Actuellement en France, la taxe carbone est incorporée aux autres taxes sur les produits énergétiques (pétrole, gaz, charbon) sous forme d’une composante carbone. Un prix théorique du CO2 émis par la consommation de l’énergie considérée est fixé puis incorporé au prix de vente au consommateur. Ce prix dépend uniquement de facteurs politiques mais doit, selon le dogme écologiste, augmenter progressivement. Ainsi, en France, le prix de la tonne de CO2 était de 7 € en 2014, de 14,5 € en 2015, de 22 € en 2016, 30,5 € en 2017, 44,6 € en 2018. L’objectif fixé par la loi de transition énergétique de 2015 se situe à 100 € en 2030.

Cette trajectoire de hausse progressive devra sans doute être abandonnée puisque le passage à 55 € au 1er janvier  2019 n’a pas été possible du fait de la révolte contre l’ensevelissement de la population française sous des prélèvements obligatoires en augmentation constante depuis un siècle.

Une taxe injuste et inefficace

La taxe carbone, adoptée sous le quinquennat de François Hollande, est d’une injustice qui aurait dû faire reculer un prétendu socialiste s’il n’avait pas été sous influence idéologique écologiste. Il est bien évident qu’une hausse générale du prix des énergies fossiles représentera peu de choses pour une personne gagnant 15 000 € par mois, mais énormément pour une personne en gagnant 1 200. L’incitation sera quasiment nulle pour les riches et insupportable pour les pauvres. De là à penser que l’objectif réel du gouvernement est de faire rentrer des recettes fiscales et n’a rien d’écologique, il n’y a qu’un pas que certains ont franchi, peut-être à juste titre.

Mais cette taxe est également inefficace car si le mécanisme préconisé par l’idéologie écologiste est vraiment appliqué, elle perd tout effet incitatif. En principe, selon le dogme, le produit de la taxe carbone doit être redistribué intégralement, ce qui n’est pas le cas en France. L’effet sur l’équilibre des finances publiques est alors nul. C’est apparemment un point fort du raisonnement. La redistribution doit nécessairement consister en un accompagnement social de la mise en œuvre de la taxe. Dit simplement, les moins favorisés financièrement ne doivent pas subir l’impact de la hausse du prix des énergies fossiles, la neutralisation de la taxe carbone étant réalisée par des mécanismes techniques divers (crédit d’impôt, allocation, etc.). Mais dans un tel cas l’effet incitatif est limité aux catégories sociales supérieures et moyennes supérieures, catégories sur lesquelles cet effet incitatif est précisément assez faible du fait de leur pouvoir d’achat élevé. Les moins favorisés ne verront aucun intérêt à modifier leur comportement de consommation puisqu’ils seront aidés et les plus favorisés pourront supporter sans difficulté l’augmentation du prix.

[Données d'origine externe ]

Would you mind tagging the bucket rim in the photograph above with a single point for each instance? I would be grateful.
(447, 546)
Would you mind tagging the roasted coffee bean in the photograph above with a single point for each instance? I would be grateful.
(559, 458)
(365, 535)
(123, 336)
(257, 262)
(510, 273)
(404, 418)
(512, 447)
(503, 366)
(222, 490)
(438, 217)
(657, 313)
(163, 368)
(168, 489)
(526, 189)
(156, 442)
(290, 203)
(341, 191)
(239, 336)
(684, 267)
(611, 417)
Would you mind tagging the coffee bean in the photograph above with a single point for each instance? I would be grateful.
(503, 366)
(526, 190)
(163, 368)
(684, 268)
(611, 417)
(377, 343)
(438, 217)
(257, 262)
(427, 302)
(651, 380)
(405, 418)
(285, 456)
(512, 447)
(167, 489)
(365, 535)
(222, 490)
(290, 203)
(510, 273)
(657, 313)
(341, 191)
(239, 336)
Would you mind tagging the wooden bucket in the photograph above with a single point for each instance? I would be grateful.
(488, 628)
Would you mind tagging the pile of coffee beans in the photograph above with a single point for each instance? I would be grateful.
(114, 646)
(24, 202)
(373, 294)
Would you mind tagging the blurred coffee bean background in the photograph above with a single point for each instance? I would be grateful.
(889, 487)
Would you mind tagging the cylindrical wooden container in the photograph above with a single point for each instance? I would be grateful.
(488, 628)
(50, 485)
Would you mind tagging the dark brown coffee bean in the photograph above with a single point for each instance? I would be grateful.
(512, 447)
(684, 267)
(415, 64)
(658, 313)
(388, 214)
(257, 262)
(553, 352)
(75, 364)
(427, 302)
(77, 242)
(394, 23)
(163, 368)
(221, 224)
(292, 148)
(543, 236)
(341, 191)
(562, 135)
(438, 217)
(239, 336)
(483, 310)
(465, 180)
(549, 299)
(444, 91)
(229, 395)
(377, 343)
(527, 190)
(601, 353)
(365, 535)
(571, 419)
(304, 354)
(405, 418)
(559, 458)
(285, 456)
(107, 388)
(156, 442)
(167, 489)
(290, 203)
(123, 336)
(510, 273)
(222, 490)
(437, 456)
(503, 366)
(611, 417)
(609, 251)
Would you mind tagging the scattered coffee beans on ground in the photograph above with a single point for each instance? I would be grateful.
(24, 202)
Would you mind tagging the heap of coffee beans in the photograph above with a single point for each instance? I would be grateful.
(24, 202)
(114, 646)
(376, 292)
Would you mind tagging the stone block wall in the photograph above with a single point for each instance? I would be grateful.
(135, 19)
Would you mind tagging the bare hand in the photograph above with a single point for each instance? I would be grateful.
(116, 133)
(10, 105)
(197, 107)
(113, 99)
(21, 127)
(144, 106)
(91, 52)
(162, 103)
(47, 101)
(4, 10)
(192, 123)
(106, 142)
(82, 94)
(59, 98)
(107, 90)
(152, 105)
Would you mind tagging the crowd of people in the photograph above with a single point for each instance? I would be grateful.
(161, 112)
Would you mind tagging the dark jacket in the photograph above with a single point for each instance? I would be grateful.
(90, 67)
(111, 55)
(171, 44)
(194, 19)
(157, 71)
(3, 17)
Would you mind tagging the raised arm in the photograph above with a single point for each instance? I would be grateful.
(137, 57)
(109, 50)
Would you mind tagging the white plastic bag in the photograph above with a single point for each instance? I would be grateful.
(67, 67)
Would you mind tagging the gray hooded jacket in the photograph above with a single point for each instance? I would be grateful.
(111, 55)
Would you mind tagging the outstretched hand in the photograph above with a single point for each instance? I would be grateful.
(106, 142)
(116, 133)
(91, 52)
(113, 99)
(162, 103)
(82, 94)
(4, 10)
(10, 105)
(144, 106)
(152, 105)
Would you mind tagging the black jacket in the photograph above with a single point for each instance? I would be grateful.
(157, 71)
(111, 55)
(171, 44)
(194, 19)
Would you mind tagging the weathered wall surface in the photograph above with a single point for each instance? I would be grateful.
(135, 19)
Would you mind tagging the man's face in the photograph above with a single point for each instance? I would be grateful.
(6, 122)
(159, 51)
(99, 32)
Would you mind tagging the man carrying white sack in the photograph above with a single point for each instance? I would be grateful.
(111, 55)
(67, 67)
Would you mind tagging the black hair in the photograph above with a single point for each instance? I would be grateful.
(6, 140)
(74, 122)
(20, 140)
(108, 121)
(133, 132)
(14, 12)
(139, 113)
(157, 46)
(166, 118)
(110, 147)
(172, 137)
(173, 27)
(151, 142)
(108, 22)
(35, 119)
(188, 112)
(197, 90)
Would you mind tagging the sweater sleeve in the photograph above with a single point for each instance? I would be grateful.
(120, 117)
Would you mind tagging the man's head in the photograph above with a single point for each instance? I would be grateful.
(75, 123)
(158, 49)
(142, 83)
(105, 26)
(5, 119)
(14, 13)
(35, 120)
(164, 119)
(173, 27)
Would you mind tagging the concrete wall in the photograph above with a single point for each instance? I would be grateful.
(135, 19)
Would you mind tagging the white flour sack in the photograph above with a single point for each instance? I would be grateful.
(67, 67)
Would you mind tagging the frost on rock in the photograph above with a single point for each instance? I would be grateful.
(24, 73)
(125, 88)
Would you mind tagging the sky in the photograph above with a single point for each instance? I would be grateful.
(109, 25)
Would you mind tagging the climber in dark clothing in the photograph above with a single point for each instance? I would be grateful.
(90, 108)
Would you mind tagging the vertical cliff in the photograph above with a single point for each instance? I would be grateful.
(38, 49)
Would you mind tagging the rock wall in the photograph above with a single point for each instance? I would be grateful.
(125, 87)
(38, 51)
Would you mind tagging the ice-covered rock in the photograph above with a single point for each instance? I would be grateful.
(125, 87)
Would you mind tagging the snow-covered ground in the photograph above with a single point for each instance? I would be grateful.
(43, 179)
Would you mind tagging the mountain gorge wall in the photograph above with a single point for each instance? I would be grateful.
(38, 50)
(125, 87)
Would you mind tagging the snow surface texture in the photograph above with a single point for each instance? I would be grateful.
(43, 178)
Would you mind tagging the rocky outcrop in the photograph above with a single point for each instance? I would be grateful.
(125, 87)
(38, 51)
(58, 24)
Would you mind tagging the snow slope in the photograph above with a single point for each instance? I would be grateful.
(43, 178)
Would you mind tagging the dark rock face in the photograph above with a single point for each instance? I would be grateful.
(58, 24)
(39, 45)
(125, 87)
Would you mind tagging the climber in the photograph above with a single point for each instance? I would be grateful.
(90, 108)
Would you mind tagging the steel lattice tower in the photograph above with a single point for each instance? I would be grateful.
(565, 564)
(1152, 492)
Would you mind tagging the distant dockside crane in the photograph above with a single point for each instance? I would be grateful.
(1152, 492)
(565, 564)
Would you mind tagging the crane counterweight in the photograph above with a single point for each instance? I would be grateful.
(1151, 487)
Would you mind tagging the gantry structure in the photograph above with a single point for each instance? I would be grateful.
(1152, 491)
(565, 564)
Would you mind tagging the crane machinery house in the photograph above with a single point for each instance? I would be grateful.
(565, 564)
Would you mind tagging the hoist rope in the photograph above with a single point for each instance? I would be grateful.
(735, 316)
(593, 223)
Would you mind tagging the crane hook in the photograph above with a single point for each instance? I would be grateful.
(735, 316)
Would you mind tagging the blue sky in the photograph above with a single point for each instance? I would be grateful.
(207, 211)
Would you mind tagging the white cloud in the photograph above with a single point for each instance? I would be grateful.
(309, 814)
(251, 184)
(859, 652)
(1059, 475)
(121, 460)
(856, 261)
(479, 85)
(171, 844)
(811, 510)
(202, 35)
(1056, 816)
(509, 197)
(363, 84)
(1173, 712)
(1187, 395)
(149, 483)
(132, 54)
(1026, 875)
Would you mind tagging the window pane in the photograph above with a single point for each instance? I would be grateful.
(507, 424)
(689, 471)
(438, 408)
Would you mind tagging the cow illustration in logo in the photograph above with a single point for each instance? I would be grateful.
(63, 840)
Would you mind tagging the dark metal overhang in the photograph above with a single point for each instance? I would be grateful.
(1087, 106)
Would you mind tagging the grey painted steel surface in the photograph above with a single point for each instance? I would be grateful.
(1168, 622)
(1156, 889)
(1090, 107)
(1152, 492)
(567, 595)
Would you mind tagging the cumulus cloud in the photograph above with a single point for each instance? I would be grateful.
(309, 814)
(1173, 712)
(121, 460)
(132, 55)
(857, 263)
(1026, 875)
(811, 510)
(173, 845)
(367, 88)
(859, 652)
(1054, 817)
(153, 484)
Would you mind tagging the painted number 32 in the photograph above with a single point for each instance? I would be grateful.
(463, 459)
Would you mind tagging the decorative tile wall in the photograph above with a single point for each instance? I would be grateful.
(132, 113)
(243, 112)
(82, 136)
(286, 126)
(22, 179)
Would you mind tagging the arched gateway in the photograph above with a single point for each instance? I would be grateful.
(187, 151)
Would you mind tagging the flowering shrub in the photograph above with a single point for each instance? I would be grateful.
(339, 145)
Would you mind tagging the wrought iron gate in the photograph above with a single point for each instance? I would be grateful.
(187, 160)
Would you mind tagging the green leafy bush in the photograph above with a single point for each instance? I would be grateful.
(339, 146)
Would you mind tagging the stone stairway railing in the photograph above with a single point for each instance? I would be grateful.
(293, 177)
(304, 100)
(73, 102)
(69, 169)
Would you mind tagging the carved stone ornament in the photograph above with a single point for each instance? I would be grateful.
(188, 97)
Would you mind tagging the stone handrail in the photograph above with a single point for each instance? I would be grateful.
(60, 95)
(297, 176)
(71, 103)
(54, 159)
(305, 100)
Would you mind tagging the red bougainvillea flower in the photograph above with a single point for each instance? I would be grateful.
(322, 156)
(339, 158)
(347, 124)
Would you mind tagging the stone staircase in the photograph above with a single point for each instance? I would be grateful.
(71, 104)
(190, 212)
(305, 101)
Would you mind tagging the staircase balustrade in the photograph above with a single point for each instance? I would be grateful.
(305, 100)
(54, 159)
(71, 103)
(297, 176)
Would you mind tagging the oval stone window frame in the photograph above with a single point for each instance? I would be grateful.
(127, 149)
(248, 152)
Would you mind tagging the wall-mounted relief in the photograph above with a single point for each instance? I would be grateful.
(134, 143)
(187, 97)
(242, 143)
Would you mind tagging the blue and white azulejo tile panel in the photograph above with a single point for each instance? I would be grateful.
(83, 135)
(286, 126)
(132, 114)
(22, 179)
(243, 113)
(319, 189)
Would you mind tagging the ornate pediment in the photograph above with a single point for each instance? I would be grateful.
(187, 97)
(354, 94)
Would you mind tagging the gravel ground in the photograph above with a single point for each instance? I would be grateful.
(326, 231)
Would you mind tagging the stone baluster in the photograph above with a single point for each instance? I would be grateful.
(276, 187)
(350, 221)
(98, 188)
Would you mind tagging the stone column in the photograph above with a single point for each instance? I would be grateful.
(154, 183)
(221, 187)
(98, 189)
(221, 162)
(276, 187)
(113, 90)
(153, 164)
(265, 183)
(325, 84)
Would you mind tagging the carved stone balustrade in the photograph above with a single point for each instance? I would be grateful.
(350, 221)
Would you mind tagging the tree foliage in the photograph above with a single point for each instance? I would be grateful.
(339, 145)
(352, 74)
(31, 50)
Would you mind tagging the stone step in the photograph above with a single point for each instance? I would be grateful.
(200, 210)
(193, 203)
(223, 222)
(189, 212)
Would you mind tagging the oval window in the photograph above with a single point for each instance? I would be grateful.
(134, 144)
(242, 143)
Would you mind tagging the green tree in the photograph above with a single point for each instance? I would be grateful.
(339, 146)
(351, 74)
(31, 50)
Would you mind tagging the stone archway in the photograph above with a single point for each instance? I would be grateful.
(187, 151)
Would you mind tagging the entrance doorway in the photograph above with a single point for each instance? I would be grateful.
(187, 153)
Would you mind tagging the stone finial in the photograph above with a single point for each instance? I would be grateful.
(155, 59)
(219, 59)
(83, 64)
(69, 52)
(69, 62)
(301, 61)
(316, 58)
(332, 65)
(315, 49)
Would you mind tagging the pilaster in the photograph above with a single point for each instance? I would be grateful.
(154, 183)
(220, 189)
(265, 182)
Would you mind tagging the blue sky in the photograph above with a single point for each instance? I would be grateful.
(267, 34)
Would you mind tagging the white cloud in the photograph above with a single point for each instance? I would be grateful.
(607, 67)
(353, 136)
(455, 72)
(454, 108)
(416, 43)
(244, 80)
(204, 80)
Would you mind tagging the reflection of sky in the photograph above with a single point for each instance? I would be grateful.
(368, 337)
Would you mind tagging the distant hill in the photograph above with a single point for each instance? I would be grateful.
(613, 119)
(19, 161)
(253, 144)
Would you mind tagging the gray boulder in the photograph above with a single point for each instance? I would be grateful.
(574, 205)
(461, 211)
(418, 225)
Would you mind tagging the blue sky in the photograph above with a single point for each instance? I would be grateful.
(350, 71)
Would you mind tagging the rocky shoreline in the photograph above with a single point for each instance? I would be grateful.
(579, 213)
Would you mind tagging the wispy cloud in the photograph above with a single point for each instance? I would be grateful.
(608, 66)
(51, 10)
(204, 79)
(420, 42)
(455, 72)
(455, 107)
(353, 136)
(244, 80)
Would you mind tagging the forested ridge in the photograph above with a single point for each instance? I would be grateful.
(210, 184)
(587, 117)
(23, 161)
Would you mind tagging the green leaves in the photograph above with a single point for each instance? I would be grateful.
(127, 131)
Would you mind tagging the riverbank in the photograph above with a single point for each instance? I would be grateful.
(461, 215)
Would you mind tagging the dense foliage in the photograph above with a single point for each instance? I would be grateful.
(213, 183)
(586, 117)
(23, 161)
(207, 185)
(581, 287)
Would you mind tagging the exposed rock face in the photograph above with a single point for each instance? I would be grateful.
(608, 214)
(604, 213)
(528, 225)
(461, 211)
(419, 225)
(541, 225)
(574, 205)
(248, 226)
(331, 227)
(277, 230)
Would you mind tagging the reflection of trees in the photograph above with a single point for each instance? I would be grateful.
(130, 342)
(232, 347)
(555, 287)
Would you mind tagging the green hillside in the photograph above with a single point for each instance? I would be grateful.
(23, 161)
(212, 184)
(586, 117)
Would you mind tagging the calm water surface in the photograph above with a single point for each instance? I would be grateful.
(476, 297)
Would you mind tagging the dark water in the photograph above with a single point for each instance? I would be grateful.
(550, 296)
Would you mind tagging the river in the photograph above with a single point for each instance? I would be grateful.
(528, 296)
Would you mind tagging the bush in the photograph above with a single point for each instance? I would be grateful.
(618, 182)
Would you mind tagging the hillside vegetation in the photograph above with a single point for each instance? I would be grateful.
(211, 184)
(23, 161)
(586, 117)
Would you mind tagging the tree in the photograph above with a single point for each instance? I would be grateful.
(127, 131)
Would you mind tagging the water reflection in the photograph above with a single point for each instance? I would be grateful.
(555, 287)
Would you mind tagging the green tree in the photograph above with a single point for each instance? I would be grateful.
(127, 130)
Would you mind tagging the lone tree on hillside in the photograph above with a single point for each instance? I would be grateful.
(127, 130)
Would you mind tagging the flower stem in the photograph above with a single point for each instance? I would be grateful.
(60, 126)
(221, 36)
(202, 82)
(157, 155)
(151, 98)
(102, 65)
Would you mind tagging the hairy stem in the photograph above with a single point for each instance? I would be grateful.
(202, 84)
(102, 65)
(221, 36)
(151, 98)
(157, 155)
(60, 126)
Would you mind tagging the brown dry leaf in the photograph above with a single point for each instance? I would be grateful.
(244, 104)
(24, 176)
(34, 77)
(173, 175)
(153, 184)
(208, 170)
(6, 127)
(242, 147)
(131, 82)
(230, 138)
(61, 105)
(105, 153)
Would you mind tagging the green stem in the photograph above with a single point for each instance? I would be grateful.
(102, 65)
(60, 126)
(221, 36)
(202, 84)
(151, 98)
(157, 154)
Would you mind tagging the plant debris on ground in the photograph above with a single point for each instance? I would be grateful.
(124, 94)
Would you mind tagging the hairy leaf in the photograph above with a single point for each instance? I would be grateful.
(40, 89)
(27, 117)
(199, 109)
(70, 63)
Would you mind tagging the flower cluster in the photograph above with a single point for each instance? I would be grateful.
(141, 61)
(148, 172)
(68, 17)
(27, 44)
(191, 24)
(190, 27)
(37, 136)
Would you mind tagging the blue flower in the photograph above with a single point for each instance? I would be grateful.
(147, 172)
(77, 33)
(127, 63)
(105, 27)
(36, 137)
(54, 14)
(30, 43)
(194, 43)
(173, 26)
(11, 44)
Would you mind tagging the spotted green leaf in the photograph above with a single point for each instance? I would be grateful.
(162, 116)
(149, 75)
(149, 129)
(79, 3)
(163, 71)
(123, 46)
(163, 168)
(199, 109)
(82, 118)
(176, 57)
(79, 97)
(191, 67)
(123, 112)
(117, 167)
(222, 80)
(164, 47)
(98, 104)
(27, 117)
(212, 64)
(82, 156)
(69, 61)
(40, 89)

À cela, les écologistes répliquent que la transition énergétique suppose une politique d’ensemble permettant à tous de passer progressivement à des comportements vertueux (véhicules électriques, logements bien isolés thermiquement, etc.). Il faut donc aussi subventionner sur fonds publics toutes ces évolutions. En réalité, l’impact sur les finances publiques est colossal car la taxe carbone à elle seule n’a aucun effet. Elle doit faire partie d’un ensemble interventionniste complexe et d’une lourdeur jamais atteinte qui aboutit nécessairement à terme à un nouveau régime politique : le totalitarisme écologiste.